With Pope Francis due to address a joint session of Congress Sept. 24 on the worldwide impact of climate change, it is vital that the Georgetown community look introspectively to further the promotion of environmental justice on campus.
Plastic, nonbiodegradable utensils are still excessively used in on-campus food locations like Hoya Court. For a university committed to sustainability efforts, the amount of plastic waste generated in these locations is unacceptable.
These food service locations should follow the example of O’Donovan Hall. While not usually put forth as a paragon of virtue by this editorial board, last year, Leo’s workers began to compost more than of 25 million tons of waste each month, according to Auxiliary Services.
Since Hoya Court cannot provide real, washable utensils like Leo’s due to inadequate washing space, it can replace plastic utensils with starch-based polymers or biodegradable plastics. Although there is some debate on the environmental impact of bio-plastics, the production and use of such materials is regarded as more sustainable than the plastic currently being used for utensils.
To those who maintain that the cost of such a change would be prohibitive on an institutional level, Georgetown has already devoted sizable amounts of money to programs through the Office of Sustainability.
Therefore, the Office of Sustainability has it within its to support such change with relative ease.

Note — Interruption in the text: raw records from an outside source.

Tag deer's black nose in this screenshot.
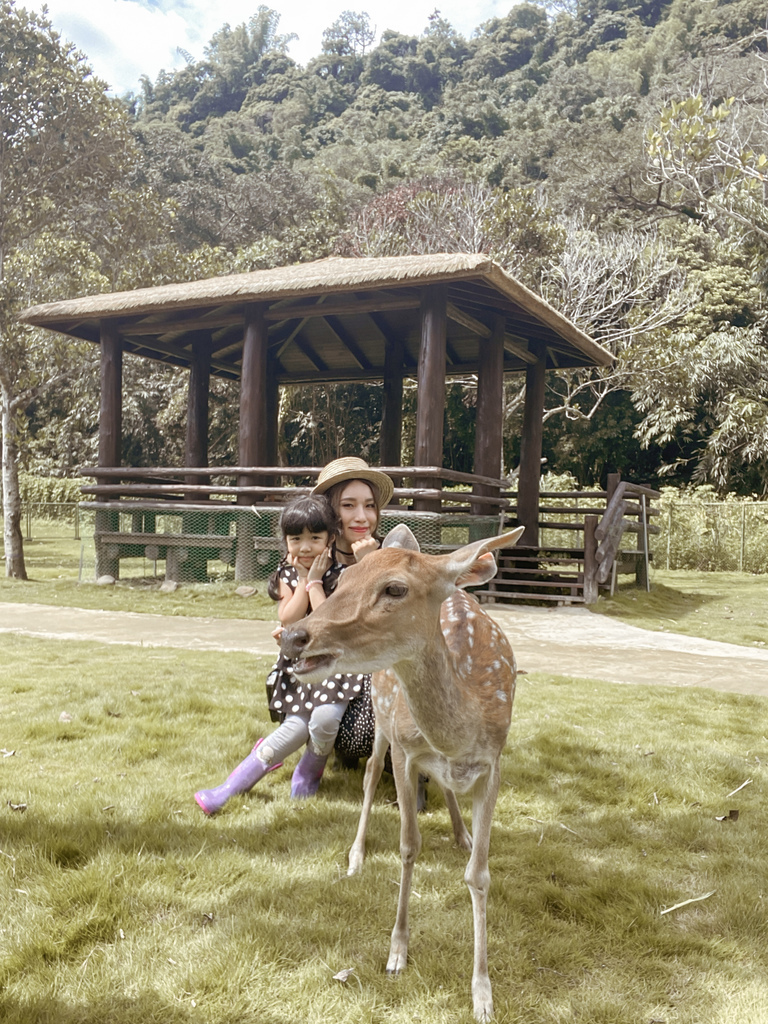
[280,626,309,658]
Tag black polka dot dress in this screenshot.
[269,563,371,716]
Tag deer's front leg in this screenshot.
[347,721,389,874]
[464,760,499,1024]
[440,786,472,850]
[387,740,421,974]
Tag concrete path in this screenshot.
[0,602,768,696]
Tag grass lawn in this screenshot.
[0,635,768,1024]
[0,521,276,620]
[6,522,768,647]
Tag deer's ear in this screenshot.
[447,526,523,588]
[456,551,497,589]
[381,522,421,551]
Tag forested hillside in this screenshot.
[0,0,768,503]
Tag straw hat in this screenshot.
[311,458,394,509]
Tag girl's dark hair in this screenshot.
[266,495,340,601]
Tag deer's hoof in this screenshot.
[472,978,494,1024]
[347,852,362,877]
[387,951,408,977]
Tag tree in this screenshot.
[0,0,129,579]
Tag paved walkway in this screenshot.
[0,602,768,696]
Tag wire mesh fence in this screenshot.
[10,500,768,582]
[653,501,768,573]
[70,502,498,583]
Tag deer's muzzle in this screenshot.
[280,625,338,682]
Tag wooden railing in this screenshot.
[80,466,510,515]
[505,475,660,604]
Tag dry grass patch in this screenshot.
[595,569,768,647]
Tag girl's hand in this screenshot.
[307,548,331,582]
[289,555,309,583]
[352,537,379,562]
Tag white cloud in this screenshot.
[34,0,512,93]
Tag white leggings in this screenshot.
[258,701,347,765]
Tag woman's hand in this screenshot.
[307,548,331,583]
[352,537,379,562]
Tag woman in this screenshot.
[309,458,394,782]
[195,459,394,814]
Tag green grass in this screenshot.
[0,635,768,1024]
[595,569,768,647]
[0,521,276,620]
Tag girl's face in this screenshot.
[286,526,331,569]
[337,480,379,551]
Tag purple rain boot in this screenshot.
[291,743,329,800]
[195,736,283,814]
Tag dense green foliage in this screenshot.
[4,0,768,494]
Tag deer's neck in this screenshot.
[393,629,471,757]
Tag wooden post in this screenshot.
[470,316,505,515]
[635,495,650,591]
[584,515,599,604]
[379,338,402,473]
[605,473,622,505]
[98,321,123,475]
[184,335,211,493]
[414,285,447,512]
[95,321,123,580]
[182,334,211,583]
[517,342,547,548]
[264,372,280,471]
[234,303,269,580]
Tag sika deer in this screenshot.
[281,526,522,1021]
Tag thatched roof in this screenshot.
[20,253,611,383]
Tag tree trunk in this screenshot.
[0,388,27,580]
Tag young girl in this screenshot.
[195,495,364,814]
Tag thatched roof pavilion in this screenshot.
[22,253,610,384]
[20,253,611,581]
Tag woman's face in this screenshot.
[337,480,379,551]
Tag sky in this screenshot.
[36,0,514,95]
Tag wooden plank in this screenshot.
[504,335,537,367]
[293,334,328,373]
[471,315,504,512]
[414,285,447,512]
[94,530,236,550]
[584,515,599,604]
[379,336,403,466]
[98,321,123,466]
[471,590,584,604]
[595,483,627,542]
[240,303,269,502]
[325,316,373,370]
[517,344,547,545]
[78,465,512,487]
[445,302,494,338]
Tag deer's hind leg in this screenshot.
[347,721,389,874]
[464,760,499,1022]
[387,742,421,974]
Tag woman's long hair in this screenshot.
[266,495,340,601]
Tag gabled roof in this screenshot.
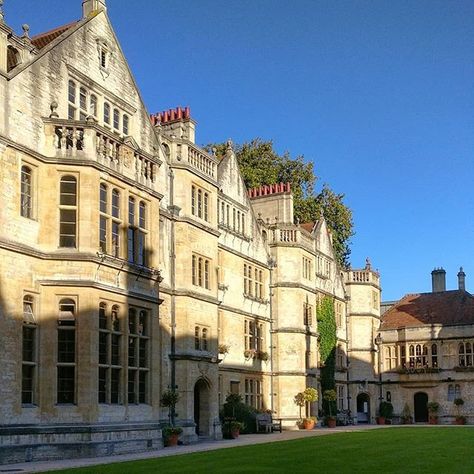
[300,222,316,234]
[381,290,474,329]
[31,21,78,49]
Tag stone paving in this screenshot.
[0,425,386,474]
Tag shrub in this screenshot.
[379,402,393,419]
[221,393,257,434]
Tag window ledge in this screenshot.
[244,293,268,304]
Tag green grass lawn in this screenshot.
[56,427,474,474]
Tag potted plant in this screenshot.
[218,344,229,354]
[453,398,466,425]
[229,421,245,439]
[426,402,439,425]
[293,387,318,430]
[377,401,393,425]
[301,416,318,430]
[400,403,413,425]
[162,426,183,447]
[323,389,337,428]
[160,390,179,426]
[257,351,270,362]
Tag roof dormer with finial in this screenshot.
[82,0,107,18]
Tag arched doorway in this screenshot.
[357,393,370,423]
[414,392,428,423]
[194,379,210,436]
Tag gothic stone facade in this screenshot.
[0,0,448,463]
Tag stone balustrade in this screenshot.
[345,269,380,285]
[187,144,217,179]
[43,119,160,190]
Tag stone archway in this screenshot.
[357,393,370,423]
[194,379,211,436]
[413,392,428,423]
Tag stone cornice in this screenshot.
[271,327,319,337]
[219,304,272,323]
[66,64,137,115]
[0,238,159,280]
[0,135,163,201]
[38,279,158,304]
[217,242,270,270]
[170,160,219,188]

Ideas like these, paired with formal discussions of Pope Francis’ encyclical, will ensure that Georgetown remains at the forefront of sustainability efforts. The pope’s presence in Washington ought to fuel discussions on campus about what other changes can be pursued to further environmental justice.
Georgetown should invest in sustainability and environmental justice by discouraging the “throwaway” culture in favor of a “circular” culture in which resources are reused, refurbished or recycled. Biodegradable forks and knives are a good way to start.